The land is an appreciating asset, and prices grow every time. As a result, those seeking land to build houses for sale will have to go deeper into their pockets. And that will result in an increased price of the completed home so that they can gain their profits.

  1. Increase in construction costs 

We’ve seen the price of construction materials increase over the years, with the most increase recorded after the Covid-19 global pandemic. The imported materials had to come to a standstill/ decrease at some point because of international travel restrictions in fear of spreading the pandemic.

That led to a higher scarcity of materials, increasing the prices of the available ones. Once the cost of the materials increased, the investors had to increase the house prices to maintain their profits.

  1. Brokers have exaggerated house prices 

Nowadays, it’s rare to buy a house without the involvement of an intermediary broker. The brokers liaise with the actual investors to sell the houses on their behalf. Once there is an agreement, the broker gets their share of income, and the owner gets their share too.

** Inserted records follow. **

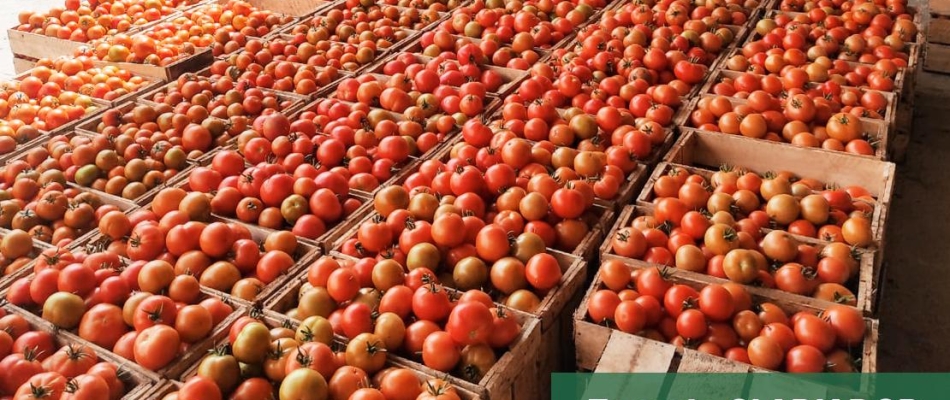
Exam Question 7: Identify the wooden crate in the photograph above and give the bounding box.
[924,43,950,74]
[165,310,480,400]
[637,128,897,250]
[0,228,55,290]
[927,18,950,44]
[13,55,37,75]
[92,48,214,81]
[600,206,880,316]
[700,69,909,131]
[390,310,541,400]
[0,304,160,400]
[367,43,529,98]
[927,0,950,16]
[574,258,879,373]
[3,291,234,382]
[263,252,548,399]
[7,29,88,59]
[137,78,309,116]
[683,94,896,160]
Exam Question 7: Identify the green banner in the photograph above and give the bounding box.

As a result, you’ll find that the house is more expensive than if you could have bought the house from the original owner.

  1. High advertising costs 

TV channels charge real estate investors millions of money to place adverts on the screen. The more they want their advert to reach more people(depending on most watched programmes), the more they’ll pay. 

Alternatively, if homeowners use public figures and affiliates for marketing their houses, they’ll still pay high advertising costs.

So, the final price of the houses will be high. 

  1. Political instability 

No one has forgotten how houses and people’s businesses got affected during Kenya’s 2007/2008 political saga

Many people went bankrupt then after losing their most significant source of income. 

It’s now over a decade, but investors are freaking out about investing in building houses in big towns. As a result, the demand for homes is growing, and the investors are few.

So, the available houses are sold at a very high price. 

  1. Low-interest rates of mortgages 

The average interest rate of mortgages in Kenya is 10.9%, which is not that high. People with stable incomes have sought to own their homes since they can manage to repay the mortgage.

That increases the overall demand for houses. Hence, the home sellers increase the prices to achieve more out of their property. 

The Bottom Line 

Owning a home sounds good, but the cost involved pushes many away. That’s why you need to consider several factors before you get a mortgage.

You can consider investing in real estate that will bring profits instead of buying an expensive home. Actually, you can retire at 40 with real estate investment. In some instances, a costly house is just a liability.

Frequently Asked Questions

  1. How much is an average house in Kenya?

An average home of 1 to 3 bedrooms is around Ksh. 15 million. While 4 to 6 bedrooms can cost above Ksh. 40 million.

  1. How much is a house in Nairobi?

Houses in Nairobi can be expensive, costing Ksh.87 million and above, with the most expensive costing around Ksh.650 million.

  1. How much can it cost to build a two-bedroom house in Kenya?

Building a two-bedroom house in Kenya can cost between Ksh. 500,000 and Ksh. 1 million. But that range can go high if the price of construction materials keeps increasing.

  1. Can I buy a house in Kenya as a foreigner?

Yes, you can own a home in Kenya as a foreigner under your name. The 2010 constitution grants anyone to own a home, although some restrictions are involved.